I ended up falling in love with the storyline. Now don't get me wrong, the game had its flaws. For one, it had atrocious graphics. It also happened to follow the adventure game nomenclature of oftentimes ridiculous puzzle solutions. Not as bad as the worst in the genre, but enough to give me reason to stop playing the game for short periods. Despite how hard it was on my eyes and mind, I soldiered on and the game found it way into a special soft spot in my heart.

Playing Dreamfall has really convinced me game reviews need to move away from scores. I know that'll probably never happen, considering how much people like immediate satisfaction. People like those numerical symbols that categorize games as either perfect or trash. It really is easier to glance at a score than to read paragraph after paragraph of this... text-stuff.

Despite scoring a "dismal" 75 on Metacritic, I managed to enjoy Dreamfall. Shocking, I know. How can someone enjoy a FLAWED game? As a certain Escapist employed, Australian, comedy internet videogame reviewer put it, "I don't believe in complex opinion being represented numerically."

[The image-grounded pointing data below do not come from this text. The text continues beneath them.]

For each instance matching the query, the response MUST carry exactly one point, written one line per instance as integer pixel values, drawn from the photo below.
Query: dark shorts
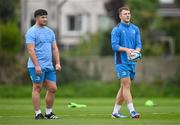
(47, 74)
(124, 71)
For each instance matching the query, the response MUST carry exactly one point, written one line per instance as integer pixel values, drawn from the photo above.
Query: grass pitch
(98, 112)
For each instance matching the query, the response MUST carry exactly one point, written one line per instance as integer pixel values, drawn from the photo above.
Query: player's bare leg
(126, 84)
(118, 103)
(50, 95)
(36, 90)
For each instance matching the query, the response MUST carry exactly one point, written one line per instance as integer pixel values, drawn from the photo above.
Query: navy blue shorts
(47, 74)
(124, 71)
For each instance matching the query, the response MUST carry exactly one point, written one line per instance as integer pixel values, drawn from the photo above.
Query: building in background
(71, 19)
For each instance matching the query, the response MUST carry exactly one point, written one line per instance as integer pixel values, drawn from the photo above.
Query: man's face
(125, 16)
(41, 20)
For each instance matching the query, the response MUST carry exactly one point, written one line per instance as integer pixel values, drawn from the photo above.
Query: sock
(116, 108)
(37, 112)
(48, 110)
(130, 107)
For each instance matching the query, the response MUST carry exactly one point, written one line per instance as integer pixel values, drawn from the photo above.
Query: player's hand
(38, 70)
(58, 67)
(129, 51)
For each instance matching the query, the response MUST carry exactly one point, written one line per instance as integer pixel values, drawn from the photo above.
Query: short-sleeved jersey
(124, 35)
(42, 38)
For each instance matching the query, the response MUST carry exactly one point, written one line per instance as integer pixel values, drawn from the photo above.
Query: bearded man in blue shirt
(41, 46)
(125, 38)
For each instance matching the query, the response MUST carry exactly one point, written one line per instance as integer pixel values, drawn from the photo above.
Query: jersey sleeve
(30, 36)
(115, 38)
(53, 37)
(138, 39)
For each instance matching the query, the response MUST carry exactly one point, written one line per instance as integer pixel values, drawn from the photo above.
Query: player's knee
(126, 85)
(53, 89)
(37, 89)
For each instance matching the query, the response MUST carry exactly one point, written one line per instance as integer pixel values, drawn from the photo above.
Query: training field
(97, 112)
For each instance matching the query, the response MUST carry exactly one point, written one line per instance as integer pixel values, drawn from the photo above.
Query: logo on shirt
(133, 31)
(123, 73)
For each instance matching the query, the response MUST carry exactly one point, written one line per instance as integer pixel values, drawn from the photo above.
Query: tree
(112, 7)
(8, 10)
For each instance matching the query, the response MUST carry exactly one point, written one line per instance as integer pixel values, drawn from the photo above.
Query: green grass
(20, 111)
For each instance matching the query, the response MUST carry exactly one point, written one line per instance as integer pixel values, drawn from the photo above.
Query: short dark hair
(123, 8)
(40, 12)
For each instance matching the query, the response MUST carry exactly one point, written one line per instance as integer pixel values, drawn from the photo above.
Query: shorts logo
(37, 78)
(123, 73)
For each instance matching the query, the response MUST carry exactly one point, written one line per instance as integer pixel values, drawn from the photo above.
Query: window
(74, 22)
(104, 22)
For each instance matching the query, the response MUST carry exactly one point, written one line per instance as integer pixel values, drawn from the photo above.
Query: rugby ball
(134, 56)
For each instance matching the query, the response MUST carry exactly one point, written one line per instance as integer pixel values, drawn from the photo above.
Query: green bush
(10, 38)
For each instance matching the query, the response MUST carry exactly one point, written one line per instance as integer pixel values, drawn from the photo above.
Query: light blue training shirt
(42, 38)
(124, 35)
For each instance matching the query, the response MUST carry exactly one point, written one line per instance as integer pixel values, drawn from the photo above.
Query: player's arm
(56, 56)
(115, 38)
(138, 40)
(32, 54)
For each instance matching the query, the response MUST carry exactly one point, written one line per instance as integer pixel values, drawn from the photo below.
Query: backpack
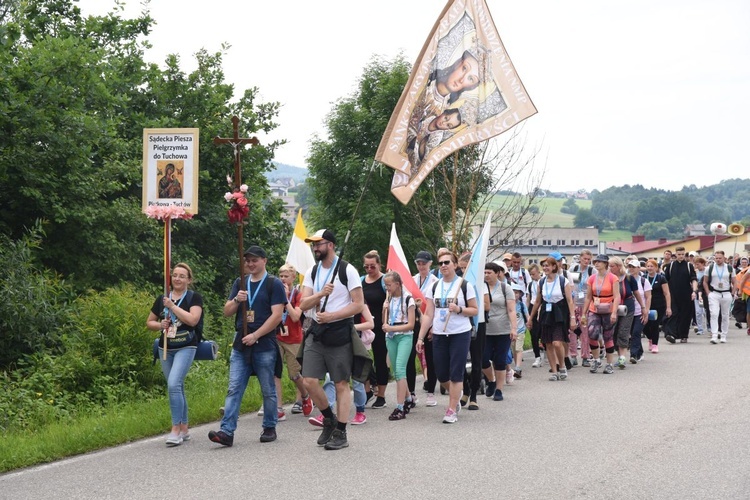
(707, 276)
(342, 272)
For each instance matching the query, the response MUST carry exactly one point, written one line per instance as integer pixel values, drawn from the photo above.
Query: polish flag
(397, 262)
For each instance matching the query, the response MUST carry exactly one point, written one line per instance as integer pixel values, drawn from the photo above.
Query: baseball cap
(423, 256)
(322, 234)
(255, 251)
(556, 255)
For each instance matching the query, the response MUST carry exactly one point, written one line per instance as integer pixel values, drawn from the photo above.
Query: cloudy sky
(637, 92)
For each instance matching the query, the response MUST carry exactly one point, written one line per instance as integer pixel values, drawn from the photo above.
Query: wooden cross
(238, 144)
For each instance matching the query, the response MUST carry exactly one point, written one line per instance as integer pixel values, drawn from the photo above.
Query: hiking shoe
(316, 421)
(329, 426)
(307, 406)
(379, 403)
(397, 415)
(359, 418)
(174, 439)
(268, 435)
(490, 391)
(451, 417)
(221, 437)
(337, 441)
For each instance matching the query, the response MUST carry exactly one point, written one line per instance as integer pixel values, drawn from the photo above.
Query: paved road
(674, 426)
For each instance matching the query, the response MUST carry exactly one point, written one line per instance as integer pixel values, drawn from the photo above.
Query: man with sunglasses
(333, 306)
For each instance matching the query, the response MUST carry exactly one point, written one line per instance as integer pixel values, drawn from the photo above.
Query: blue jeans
(175, 369)
(240, 369)
(360, 398)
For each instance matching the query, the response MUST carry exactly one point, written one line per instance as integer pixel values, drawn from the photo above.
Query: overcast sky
(636, 92)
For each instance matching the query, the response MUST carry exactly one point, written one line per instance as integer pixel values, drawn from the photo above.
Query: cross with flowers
(237, 199)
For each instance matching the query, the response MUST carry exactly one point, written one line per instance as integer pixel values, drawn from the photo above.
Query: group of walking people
(600, 306)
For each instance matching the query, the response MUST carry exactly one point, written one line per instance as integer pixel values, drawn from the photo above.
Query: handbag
(603, 308)
(207, 350)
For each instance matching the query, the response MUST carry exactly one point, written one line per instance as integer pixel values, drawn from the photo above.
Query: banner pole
(167, 268)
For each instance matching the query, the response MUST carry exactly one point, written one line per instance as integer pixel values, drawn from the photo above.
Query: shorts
(289, 353)
(496, 351)
(449, 353)
(622, 330)
(554, 333)
(319, 360)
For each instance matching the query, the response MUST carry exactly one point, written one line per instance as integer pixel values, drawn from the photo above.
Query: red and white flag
(397, 262)
(463, 90)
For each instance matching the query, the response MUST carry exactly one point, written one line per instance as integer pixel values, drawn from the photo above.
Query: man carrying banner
(333, 289)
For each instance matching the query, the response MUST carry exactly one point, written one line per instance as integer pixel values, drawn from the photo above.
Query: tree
(77, 94)
(586, 218)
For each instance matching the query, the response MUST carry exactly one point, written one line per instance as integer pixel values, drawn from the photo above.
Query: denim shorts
(319, 360)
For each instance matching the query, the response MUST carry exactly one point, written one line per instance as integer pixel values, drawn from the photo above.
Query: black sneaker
(337, 441)
(490, 390)
(379, 403)
(221, 437)
(268, 435)
(329, 425)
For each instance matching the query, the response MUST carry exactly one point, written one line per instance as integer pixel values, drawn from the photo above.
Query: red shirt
(293, 328)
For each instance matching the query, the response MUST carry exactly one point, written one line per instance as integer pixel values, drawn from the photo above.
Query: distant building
(536, 243)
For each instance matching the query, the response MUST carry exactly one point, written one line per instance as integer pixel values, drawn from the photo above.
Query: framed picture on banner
(170, 169)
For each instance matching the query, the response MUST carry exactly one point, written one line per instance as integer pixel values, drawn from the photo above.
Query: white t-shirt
(340, 297)
(551, 291)
(444, 323)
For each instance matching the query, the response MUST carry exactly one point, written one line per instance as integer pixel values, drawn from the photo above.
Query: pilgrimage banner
(463, 90)
(170, 169)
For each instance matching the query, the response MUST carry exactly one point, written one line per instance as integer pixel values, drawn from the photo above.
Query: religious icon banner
(170, 169)
(463, 89)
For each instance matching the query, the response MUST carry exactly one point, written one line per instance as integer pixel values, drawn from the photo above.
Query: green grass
(206, 387)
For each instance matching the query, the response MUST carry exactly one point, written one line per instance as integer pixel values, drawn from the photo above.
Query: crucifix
(238, 143)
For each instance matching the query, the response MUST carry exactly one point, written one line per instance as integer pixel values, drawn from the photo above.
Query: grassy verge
(206, 387)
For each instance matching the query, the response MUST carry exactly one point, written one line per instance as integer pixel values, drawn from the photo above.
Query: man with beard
(333, 291)
(683, 287)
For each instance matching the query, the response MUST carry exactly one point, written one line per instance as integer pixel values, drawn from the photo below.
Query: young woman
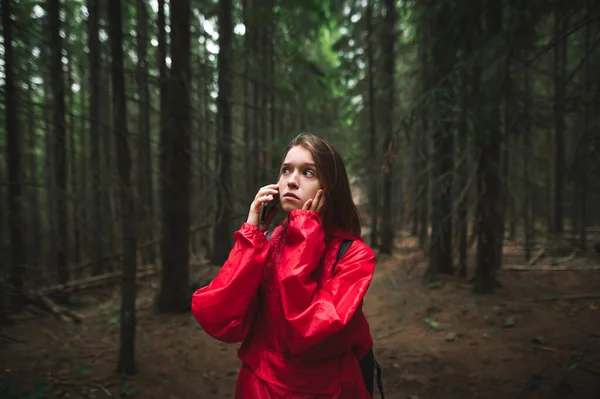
(299, 319)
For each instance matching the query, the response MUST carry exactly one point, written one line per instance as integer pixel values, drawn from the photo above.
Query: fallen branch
(93, 281)
(537, 257)
(589, 370)
(550, 268)
(106, 391)
(567, 297)
(39, 299)
(8, 338)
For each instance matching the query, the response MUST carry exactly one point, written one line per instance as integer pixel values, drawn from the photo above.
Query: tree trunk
(175, 294)
(387, 122)
(13, 155)
(560, 80)
(489, 171)
(144, 160)
(373, 154)
(128, 283)
(223, 234)
(582, 176)
(60, 176)
(462, 168)
(95, 122)
(442, 59)
(528, 220)
(163, 118)
(423, 122)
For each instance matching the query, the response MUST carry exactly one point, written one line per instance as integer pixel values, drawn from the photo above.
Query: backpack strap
(343, 248)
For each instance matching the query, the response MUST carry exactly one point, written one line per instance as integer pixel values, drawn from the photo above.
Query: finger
(318, 201)
(307, 204)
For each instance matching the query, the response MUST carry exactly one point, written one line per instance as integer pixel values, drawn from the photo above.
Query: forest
(135, 134)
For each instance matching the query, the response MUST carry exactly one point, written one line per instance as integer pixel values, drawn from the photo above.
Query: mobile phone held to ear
(267, 208)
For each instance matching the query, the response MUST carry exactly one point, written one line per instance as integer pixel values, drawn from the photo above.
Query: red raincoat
(301, 326)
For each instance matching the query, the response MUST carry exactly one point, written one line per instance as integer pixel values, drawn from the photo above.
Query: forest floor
(531, 339)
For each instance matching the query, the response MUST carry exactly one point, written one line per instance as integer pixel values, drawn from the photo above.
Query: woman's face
(298, 181)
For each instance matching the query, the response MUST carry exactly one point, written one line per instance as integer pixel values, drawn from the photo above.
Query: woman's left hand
(315, 204)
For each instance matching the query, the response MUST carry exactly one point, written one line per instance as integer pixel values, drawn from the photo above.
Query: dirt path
(437, 343)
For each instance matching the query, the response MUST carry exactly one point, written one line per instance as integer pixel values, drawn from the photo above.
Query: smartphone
(268, 207)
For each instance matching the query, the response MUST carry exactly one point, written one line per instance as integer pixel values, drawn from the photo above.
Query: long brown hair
(340, 210)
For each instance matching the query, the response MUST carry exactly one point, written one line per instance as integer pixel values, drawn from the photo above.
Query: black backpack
(368, 363)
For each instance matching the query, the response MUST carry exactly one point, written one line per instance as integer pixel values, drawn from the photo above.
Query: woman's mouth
(291, 196)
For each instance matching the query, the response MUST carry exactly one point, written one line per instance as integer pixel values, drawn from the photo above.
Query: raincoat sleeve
(225, 308)
(314, 313)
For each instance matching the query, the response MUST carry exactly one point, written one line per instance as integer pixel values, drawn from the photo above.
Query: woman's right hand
(265, 194)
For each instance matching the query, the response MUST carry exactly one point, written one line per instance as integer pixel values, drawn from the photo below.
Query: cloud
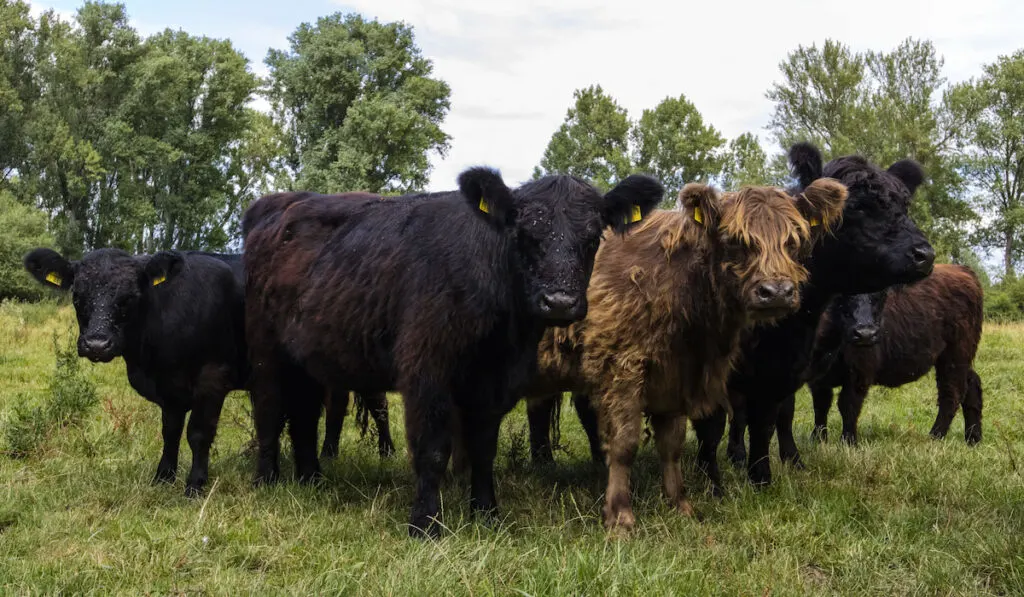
(525, 57)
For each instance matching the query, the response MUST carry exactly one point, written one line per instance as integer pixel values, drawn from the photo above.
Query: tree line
(154, 142)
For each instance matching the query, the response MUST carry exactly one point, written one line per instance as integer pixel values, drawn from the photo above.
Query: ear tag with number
(635, 215)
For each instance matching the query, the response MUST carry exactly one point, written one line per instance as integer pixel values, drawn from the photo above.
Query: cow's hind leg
(376, 402)
(822, 396)
(670, 432)
(202, 430)
(172, 423)
(951, 381)
(972, 409)
(851, 401)
(541, 414)
(710, 431)
(337, 408)
(622, 422)
(736, 449)
(428, 426)
(303, 420)
(588, 418)
(787, 451)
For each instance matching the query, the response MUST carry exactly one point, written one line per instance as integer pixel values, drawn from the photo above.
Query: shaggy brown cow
(668, 303)
(895, 337)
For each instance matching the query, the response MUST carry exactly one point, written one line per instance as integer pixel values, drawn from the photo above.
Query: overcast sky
(513, 65)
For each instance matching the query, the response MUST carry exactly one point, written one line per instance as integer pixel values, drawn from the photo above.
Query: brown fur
(668, 303)
(934, 323)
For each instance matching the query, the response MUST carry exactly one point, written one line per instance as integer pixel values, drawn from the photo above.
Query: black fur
(877, 246)
(433, 298)
(176, 317)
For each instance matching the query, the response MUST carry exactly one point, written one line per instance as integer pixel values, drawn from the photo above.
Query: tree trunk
(1008, 258)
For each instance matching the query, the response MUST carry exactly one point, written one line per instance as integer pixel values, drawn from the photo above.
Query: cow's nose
(559, 301)
(864, 334)
(97, 345)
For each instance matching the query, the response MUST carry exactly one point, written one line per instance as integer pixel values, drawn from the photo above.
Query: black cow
(877, 246)
(176, 317)
(442, 297)
(894, 337)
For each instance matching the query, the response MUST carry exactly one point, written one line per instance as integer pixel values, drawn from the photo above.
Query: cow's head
(557, 222)
(859, 315)
(109, 288)
(761, 233)
(878, 245)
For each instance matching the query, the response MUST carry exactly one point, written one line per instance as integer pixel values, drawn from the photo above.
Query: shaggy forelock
(767, 220)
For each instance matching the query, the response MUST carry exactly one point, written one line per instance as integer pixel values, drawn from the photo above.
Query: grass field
(901, 514)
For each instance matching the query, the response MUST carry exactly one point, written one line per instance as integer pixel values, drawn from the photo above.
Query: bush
(22, 228)
(71, 396)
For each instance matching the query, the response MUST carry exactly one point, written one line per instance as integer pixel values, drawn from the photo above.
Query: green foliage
(358, 105)
(992, 112)
(592, 143)
(673, 142)
(22, 229)
(745, 163)
(71, 397)
(886, 105)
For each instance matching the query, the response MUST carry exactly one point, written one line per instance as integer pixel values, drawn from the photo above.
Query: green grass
(901, 514)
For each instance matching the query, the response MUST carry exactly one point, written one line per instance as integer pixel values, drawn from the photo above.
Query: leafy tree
(745, 163)
(992, 109)
(17, 87)
(673, 142)
(22, 228)
(592, 143)
(357, 100)
(886, 105)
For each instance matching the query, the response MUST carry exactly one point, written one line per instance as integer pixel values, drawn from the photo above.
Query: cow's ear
(821, 204)
(909, 172)
(631, 201)
(487, 196)
(700, 203)
(806, 163)
(50, 267)
(162, 267)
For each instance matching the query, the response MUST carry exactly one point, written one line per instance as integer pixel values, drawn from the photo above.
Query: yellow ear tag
(635, 215)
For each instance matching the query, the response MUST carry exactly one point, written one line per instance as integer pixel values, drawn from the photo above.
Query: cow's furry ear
(821, 203)
(700, 202)
(50, 267)
(806, 163)
(631, 201)
(162, 267)
(487, 195)
(909, 172)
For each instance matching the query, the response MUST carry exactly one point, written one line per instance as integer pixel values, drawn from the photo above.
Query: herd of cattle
(716, 311)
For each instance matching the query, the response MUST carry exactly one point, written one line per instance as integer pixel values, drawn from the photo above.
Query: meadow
(900, 514)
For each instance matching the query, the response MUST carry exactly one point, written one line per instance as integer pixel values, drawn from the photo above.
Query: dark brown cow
(668, 303)
(894, 337)
(442, 297)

If I could quantify enjoyment(something I honestly am not going to do here) I'd probably rate this game more than a 75. Maybe an 90 or so(OK, I just did it, sorry). But wait a 90 doesn't reflect the game's flaws at all. I could say that it gets a 60 animation wise. It gets a 40 for its premature action and stealth sequences. But if you want to talk production values, the art direction probably gets an 90 - and so on and so on until we've compiled a big list of numbers. We can then average those numbers into one arbitrary, bigger number everyone can glance at while they ignore everything I'm typing here.

I'm sure I can overlook the fact that they forgot to hire a professional 3D animator if the gameplay is fun. I mean, that's what games are all about. Except the game plays like it's trying to single handedly appeal to both modern gamers with preferences for action games, and console gamers that need simplified controls. Feats that would easily revolutionize the adventure game genre. Unfortunately our friends over at Funcom just don't seem to have the talent.

I've spent a good part of this post bashing the game so let's not forget that I like Dreamfall. At this point I give my friends permission to bash me endlessly for my hypocrisy. I've don't like those JRPG, "SQUEE-NIX" things they worship so much. Stop playing your interactive movie/novels with tacked on turn based combat and convoluted storylines about spikey-haired emo kids saving the world!

I think it's all a misuse of the medium. JRPG's seem to maintain a minimal amount of interaction between the player and the narrative being spewed forth by endless, controller dropping, "let's go make a sandwhich" cinematics.

Yet here we are. You've all caught me red handed playing a game just for the storyline. I admit it. I'm closing my eyes and covering my ears and screaming "lalala" through every stunted action and stealth sequence so I can watch emo girls whine about having no purpose in life. Then save the world.

The storyline really isn't that bad. It's like Sci-Fi and fantasy at the same time. It'll gel with anyone who's ever done some soul searching. The characters are lovable. I just really hope Funcom isn't so occupied with Age of Conan that they forget Dreamfall: Chapters.